As voting day nears, some facts and figures behind Craig’s budget woes
CRAIG — It’s been 27 years since the City of Craig raised its sales tax rate to generate more revenue for city services.
On Nov. 7, Craig residents have a fateful decision to make on their ballots, one that will set the course of city and local government for years to come.
As Craig residents begin to cast their votes for or against Referred Measure 2A —the city of Craig’s sales tax measure — here is some useful information to know.
Nuts and bolts of the tax measure
Craig City Council is asking voters to increase the local city sales tax rate by 1.75 percent, raising it from 2.25-percent to 4 percent. The increase is projected to generate $2.1 million annually for the city’s general fund, which funds the Craig Police Department, Road & Bridge, Parks & Recreation and other city departments.
The measure would exempt the lodging industry from the tax increase, as its 13.05-percent tax rate already puts Moffat County higher than most surrounding areas. Hotels are required to charge guests an additional 5.9 percent tax on their bills, on top of city, county and state taxes, due to a 1.9-percent lodging tax and the recently instituted 4-percent Local Marketing District tax.
The measure also eliminates city sales tax for new car and off-highway vehicle purchases. After voters rejected a tax measure in the spring that would have instituted a use tax on vehicles purchased outside Craig, council opted to do the opposite this time and waive local sales tax on vehicle purchases altogether.
Historical facts about citys budget
The last time the sales tax rate was effectively increased to bring additional revenue into the city of Craig was in 1990, when the rate was raised from 1.5 percent to 2 percent, according to City Director of Finance Bruce Nelson.
In 2001, the city sales tax was raised a quarter percent to counteract the loss of revenue that occurred when Moffat County halved the city’s portion of the county sales tax. The building of the Moffat County Public Safety Center prompted the change.
But even after voters approved the quarter percent increase, the city experienced a net loss of approximately $250,000 that year and undetermined losses in years since following the cuts to its portion of county sales tax, Nelson said.
During a 10-year period, both expenditures and revenues have actually decreased for the city of Craig’s general fund.

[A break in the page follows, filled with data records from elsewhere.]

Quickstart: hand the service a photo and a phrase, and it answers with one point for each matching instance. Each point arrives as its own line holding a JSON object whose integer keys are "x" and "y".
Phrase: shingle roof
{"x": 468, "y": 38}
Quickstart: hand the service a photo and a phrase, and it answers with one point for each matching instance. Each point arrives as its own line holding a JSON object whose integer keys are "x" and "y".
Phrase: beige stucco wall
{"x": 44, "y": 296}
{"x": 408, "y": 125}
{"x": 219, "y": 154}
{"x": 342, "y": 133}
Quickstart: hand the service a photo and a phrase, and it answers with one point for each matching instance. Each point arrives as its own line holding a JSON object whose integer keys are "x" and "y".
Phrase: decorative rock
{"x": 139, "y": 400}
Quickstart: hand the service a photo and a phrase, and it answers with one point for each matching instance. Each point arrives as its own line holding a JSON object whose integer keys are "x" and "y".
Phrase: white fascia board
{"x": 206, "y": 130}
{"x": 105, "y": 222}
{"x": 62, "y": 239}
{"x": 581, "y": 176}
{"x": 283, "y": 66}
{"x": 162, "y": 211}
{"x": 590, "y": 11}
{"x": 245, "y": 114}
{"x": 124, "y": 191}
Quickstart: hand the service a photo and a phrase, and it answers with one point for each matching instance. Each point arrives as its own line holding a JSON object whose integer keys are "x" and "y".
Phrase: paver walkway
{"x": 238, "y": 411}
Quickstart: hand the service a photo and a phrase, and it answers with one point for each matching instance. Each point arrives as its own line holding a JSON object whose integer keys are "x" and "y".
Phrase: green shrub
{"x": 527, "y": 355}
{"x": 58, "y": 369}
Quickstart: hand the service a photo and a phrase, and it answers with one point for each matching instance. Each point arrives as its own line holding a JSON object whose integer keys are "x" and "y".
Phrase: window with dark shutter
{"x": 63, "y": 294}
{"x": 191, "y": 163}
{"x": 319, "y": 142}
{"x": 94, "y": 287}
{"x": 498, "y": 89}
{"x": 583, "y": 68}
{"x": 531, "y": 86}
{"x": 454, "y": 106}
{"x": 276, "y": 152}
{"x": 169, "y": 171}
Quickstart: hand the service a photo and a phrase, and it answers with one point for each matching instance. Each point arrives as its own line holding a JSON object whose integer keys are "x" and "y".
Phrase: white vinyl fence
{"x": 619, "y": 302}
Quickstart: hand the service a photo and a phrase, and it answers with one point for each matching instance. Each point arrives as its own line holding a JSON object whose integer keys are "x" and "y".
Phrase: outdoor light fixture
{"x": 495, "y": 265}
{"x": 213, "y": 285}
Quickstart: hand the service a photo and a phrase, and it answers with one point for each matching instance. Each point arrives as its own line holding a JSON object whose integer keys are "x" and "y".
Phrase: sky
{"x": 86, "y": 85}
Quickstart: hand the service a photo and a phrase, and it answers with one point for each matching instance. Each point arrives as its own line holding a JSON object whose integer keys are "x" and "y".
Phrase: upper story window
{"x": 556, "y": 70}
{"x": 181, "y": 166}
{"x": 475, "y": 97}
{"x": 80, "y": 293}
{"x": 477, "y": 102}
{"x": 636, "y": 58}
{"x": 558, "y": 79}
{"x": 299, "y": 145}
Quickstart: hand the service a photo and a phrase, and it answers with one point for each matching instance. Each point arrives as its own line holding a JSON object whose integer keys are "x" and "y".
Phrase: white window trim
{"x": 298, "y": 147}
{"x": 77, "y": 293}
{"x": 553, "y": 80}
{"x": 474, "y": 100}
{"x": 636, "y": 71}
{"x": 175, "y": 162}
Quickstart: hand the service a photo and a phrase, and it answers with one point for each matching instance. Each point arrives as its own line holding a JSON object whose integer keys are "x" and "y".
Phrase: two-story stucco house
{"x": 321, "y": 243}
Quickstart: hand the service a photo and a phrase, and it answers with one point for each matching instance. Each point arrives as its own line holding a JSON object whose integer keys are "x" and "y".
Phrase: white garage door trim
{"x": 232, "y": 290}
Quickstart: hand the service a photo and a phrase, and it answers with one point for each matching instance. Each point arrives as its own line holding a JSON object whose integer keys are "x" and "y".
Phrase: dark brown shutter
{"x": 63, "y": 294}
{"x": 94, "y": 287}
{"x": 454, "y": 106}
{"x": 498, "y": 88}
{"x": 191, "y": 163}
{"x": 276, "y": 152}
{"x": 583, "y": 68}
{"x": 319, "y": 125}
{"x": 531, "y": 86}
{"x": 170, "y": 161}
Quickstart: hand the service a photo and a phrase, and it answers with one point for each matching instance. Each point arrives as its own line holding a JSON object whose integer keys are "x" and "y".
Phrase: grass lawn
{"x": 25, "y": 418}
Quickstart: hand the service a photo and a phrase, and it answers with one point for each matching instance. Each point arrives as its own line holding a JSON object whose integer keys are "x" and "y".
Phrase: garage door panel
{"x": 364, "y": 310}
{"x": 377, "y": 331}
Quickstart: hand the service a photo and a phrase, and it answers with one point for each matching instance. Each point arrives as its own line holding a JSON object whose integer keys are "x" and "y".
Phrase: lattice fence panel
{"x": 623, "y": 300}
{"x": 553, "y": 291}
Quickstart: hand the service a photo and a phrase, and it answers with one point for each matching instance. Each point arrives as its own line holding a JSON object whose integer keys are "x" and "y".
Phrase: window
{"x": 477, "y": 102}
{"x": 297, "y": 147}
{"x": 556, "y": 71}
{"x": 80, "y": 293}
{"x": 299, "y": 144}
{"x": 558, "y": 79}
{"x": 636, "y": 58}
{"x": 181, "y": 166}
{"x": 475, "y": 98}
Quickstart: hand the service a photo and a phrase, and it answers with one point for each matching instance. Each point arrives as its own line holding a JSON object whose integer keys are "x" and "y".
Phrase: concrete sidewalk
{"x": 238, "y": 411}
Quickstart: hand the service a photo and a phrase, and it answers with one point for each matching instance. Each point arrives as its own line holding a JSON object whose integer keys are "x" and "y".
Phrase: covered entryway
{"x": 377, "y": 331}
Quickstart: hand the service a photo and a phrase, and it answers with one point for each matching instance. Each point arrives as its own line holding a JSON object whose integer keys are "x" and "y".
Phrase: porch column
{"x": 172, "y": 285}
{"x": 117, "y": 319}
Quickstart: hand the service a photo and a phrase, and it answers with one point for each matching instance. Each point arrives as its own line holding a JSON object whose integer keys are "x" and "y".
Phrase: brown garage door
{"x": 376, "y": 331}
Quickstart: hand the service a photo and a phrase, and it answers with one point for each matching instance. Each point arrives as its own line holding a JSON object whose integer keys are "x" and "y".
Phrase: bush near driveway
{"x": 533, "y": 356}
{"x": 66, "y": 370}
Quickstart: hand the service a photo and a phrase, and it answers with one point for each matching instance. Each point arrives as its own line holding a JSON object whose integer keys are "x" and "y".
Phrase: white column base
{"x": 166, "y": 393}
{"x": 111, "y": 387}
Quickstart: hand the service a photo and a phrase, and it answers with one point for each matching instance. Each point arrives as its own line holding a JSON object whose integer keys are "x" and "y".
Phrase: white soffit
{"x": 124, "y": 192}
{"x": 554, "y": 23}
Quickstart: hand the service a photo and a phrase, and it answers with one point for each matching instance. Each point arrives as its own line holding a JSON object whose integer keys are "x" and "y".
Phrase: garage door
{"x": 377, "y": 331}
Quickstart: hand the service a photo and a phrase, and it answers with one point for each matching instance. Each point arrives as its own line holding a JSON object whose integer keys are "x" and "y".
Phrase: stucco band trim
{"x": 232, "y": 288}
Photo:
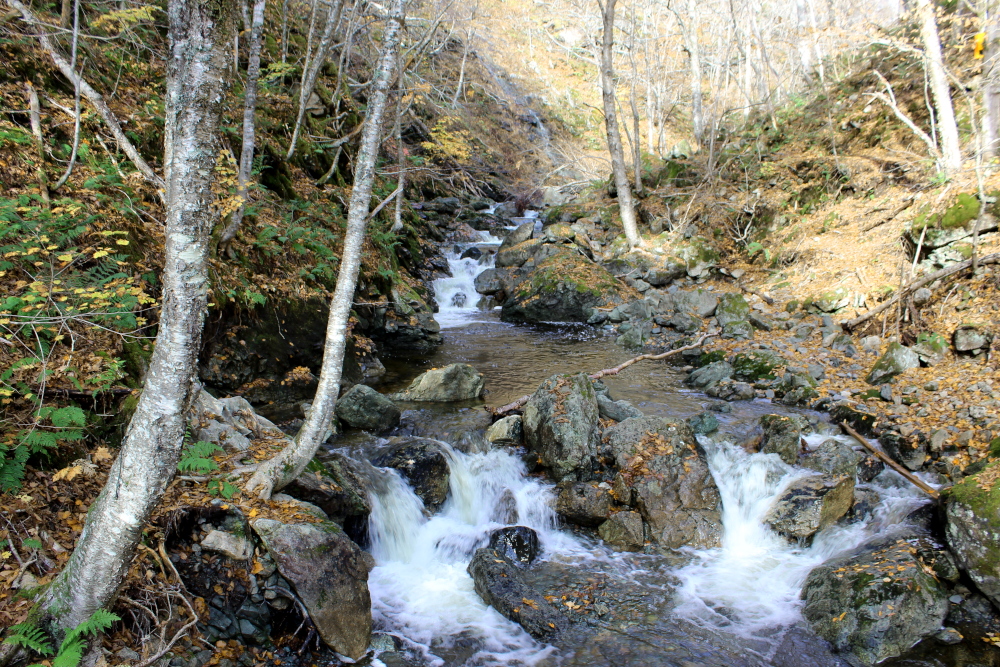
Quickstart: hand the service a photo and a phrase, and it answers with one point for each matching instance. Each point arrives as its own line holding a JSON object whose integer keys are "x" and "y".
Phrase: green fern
{"x": 195, "y": 457}
{"x": 29, "y": 636}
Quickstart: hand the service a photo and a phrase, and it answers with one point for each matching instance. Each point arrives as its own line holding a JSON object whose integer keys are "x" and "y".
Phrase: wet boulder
{"x": 895, "y": 360}
{"x": 811, "y": 504}
{"x": 506, "y": 431}
{"x": 623, "y": 531}
{"x": 339, "y": 489}
{"x": 518, "y": 544}
{"x": 833, "y": 457}
{"x": 973, "y": 529}
{"x": 363, "y": 407}
{"x": 424, "y": 466}
{"x": 710, "y": 374}
{"x": 877, "y": 602}
{"x": 664, "y": 474}
{"x": 584, "y": 503}
{"x": 455, "y": 382}
{"x": 330, "y": 576}
{"x": 500, "y": 584}
{"x": 564, "y": 286}
{"x": 782, "y": 436}
{"x": 560, "y": 424}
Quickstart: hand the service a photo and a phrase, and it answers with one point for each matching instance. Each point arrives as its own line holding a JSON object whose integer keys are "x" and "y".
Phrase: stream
{"x": 734, "y": 605}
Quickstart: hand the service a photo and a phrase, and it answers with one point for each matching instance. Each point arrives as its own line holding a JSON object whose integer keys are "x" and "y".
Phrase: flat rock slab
{"x": 330, "y": 576}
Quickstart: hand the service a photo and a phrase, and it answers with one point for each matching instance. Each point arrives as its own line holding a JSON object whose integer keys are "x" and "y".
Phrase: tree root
{"x": 514, "y": 405}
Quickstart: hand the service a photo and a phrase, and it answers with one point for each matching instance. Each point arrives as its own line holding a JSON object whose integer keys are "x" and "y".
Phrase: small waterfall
{"x": 752, "y": 582}
{"x": 420, "y": 587}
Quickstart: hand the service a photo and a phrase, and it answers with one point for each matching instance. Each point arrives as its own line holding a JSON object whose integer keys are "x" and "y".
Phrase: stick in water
{"x": 514, "y": 405}
{"x": 920, "y": 484}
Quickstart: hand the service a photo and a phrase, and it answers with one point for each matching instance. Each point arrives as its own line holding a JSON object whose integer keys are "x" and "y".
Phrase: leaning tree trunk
{"x": 199, "y": 37}
{"x": 625, "y": 204}
{"x": 249, "y": 125}
{"x": 275, "y": 473}
{"x": 947, "y": 127}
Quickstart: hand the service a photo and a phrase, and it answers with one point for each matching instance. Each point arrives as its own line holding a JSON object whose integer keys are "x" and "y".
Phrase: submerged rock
{"x": 422, "y": 464}
{"x": 499, "y": 583}
{"x": 877, "y": 602}
{"x": 330, "y": 576}
{"x": 811, "y": 504}
{"x": 782, "y": 436}
{"x": 560, "y": 424}
{"x": 455, "y": 382}
{"x": 363, "y": 407}
{"x": 623, "y": 531}
{"x": 664, "y": 474}
{"x": 584, "y": 503}
{"x": 518, "y": 544}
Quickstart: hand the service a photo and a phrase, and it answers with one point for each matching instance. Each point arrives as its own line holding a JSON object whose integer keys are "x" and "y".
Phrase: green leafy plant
{"x": 70, "y": 653}
{"x": 196, "y": 457}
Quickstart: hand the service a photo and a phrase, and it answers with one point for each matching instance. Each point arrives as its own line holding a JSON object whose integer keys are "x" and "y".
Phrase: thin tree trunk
{"x": 249, "y": 125}
{"x": 991, "y": 79}
{"x": 311, "y": 71}
{"x": 275, "y": 473}
{"x": 200, "y": 34}
{"x": 95, "y": 98}
{"x": 625, "y": 204}
{"x": 947, "y": 127}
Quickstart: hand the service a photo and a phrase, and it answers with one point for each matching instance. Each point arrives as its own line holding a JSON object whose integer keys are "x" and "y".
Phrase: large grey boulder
{"x": 664, "y": 474}
{"x": 455, "y": 382}
{"x": 499, "y": 583}
{"x": 782, "y": 436}
{"x": 710, "y": 374}
{"x": 363, "y": 407}
{"x": 330, "y": 576}
{"x": 811, "y": 504}
{"x": 973, "y": 530}
{"x": 424, "y": 466}
{"x": 560, "y": 424}
{"x": 623, "y": 531}
{"x": 584, "y": 503}
{"x": 877, "y": 602}
{"x": 896, "y": 359}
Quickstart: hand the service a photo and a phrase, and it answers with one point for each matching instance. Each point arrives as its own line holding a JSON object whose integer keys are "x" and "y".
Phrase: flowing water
{"x": 734, "y": 605}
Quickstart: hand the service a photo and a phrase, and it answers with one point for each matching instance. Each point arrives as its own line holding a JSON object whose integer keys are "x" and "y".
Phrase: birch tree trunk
{"x": 312, "y": 68}
{"x": 249, "y": 126}
{"x": 200, "y": 34}
{"x": 625, "y": 204}
{"x": 947, "y": 127}
{"x": 275, "y": 473}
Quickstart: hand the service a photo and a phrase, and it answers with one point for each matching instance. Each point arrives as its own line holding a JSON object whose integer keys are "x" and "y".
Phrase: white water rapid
{"x": 420, "y": 588}
{"x": 752, "y": 582}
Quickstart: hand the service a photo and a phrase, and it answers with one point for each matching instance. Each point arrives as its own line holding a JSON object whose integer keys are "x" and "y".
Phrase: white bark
{"x": 626, "y": 206}
{"x": 275, "y": 473}
{"x": 947, "y": 127}
{"x": 95, "y": 97}
{"x": 311, "y": 69}
{"x": 199, "y": 38}
{"x": 249, "y": 125}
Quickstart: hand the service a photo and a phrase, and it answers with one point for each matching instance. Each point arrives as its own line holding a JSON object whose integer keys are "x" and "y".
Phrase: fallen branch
{"x": 919, "y": 483}
{"x": 917, "y": 284}
{"x": 514, "y": 405}
{"x": 95, "y": 97}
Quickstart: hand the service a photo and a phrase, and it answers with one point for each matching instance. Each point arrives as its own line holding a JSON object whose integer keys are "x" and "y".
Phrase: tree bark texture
{"x": 941, "y": 91}
{"x": 625, "y": 204}
{"x": 200, "y": 34}
{"x": 277, "y": 472}
{"x": 249, "y": 125}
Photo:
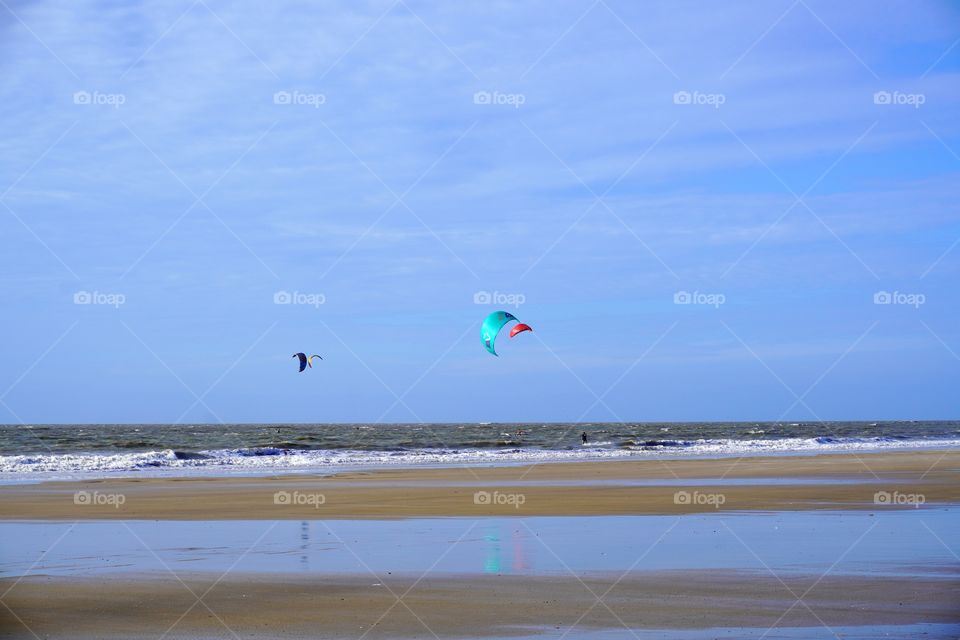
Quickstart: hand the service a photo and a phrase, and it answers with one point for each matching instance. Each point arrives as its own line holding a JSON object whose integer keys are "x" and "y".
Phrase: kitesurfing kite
{"x": 520, "y": 328}
{"x": 305, "y": 361}
{"x": 492, "y": 325}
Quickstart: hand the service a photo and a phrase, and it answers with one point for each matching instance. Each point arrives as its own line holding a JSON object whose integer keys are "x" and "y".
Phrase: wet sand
{"x": 477, "y": 606}
{"x": 842, "y": 481}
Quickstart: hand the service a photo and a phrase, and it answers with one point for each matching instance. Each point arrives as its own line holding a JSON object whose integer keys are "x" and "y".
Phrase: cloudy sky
{"x": 697, "y": 207}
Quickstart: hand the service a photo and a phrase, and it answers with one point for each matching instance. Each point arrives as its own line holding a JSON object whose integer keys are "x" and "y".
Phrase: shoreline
{"x": 611, "y": 487}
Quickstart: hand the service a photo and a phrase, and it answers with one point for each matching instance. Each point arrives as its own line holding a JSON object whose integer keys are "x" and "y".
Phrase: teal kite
{"x": 491, "y": 327}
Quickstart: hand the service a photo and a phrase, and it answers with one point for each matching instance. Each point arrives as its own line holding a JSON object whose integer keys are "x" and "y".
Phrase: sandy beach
{"x": 487, "y": 606}
{"x": 542, "y": 550}
{"x": 840, "y": 481}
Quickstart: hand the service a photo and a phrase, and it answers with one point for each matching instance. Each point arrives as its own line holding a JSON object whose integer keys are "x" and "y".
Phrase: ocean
{"x": 65, "y": 451}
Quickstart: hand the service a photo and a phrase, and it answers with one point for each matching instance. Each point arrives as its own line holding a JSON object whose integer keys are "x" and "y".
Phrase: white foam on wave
{"x": 275, "y": 459}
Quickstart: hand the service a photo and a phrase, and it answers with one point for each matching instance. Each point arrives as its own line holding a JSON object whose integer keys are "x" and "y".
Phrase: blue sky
{"x": 183, "y": 162}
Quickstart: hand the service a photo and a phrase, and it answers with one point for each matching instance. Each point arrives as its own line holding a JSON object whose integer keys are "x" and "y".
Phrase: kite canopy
{"x": 491, "y": 327}
{"x": 520, "y": 328}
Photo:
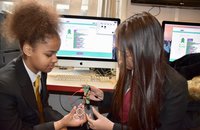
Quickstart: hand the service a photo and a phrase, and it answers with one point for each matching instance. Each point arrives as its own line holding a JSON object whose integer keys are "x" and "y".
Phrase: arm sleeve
{"x": 10, "y": 118}
{"x": 175, "y": 103}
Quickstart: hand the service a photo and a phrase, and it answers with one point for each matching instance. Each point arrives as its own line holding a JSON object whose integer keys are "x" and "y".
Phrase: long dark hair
{"x": 142, "y": 36}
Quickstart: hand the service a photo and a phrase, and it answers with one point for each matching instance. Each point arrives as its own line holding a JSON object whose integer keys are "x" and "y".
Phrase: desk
{"x": 72, "y": 86}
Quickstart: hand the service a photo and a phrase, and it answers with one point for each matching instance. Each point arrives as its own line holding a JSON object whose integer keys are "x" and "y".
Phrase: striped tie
{"x": 38, "y": 98}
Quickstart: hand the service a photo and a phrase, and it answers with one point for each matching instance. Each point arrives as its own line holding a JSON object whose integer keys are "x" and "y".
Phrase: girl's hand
{"x": 101, "y": 123}
{"x": 96, "y": 94}
{"x": 71, "y": 120}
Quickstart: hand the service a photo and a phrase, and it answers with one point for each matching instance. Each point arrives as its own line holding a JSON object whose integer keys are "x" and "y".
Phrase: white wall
{"x": 166, "y": 13}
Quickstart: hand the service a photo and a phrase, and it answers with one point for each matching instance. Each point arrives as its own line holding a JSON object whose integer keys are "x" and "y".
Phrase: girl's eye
{"x": 48, "y": 55}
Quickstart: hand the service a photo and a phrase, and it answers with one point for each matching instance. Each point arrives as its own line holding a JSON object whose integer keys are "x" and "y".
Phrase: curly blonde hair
{"x": 31, "y": 22}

Unlike enterprise funds, such as water and sewer, that have dedicated fees and funding sources, the general fund relies upon local sales tax, which makes up nearly half of all revenue. County tax and property taxes make up the next biggest portion, along with mineral lease and severance taxes, which have taken a nosedive in recent years.
At the peak of the oil and gas boom in 2009, $2 million in mineral and severance tax dollars went to the city. That amount dropped to $790,000 in 2017.
With revenues projected to be a full $2 million less in 2018 compared to 2008, the city has cut 12 full-time positions in the past four years and delayed millions of dollars in capital projects.
“If you look at the cost of goods going up, we could have easily been spending $11.8 million, but we’ve held it down to $8.7 million, so we really haven’t kept up with inflation,” Nelson said, comparing the city’s expenditures to the consumer price index. “When people say, ‘You’ve been spending so much money,’ we really haven’t. We’ve been holding the line.”
In comparing local sales tax revenue generated per capita, Craig receives $411 to spend towards each of its citizens, compared to $501 per capita in nearby Hayden and a whopping $1,873 in Steamboat Springs, according to data compiled by Nelson.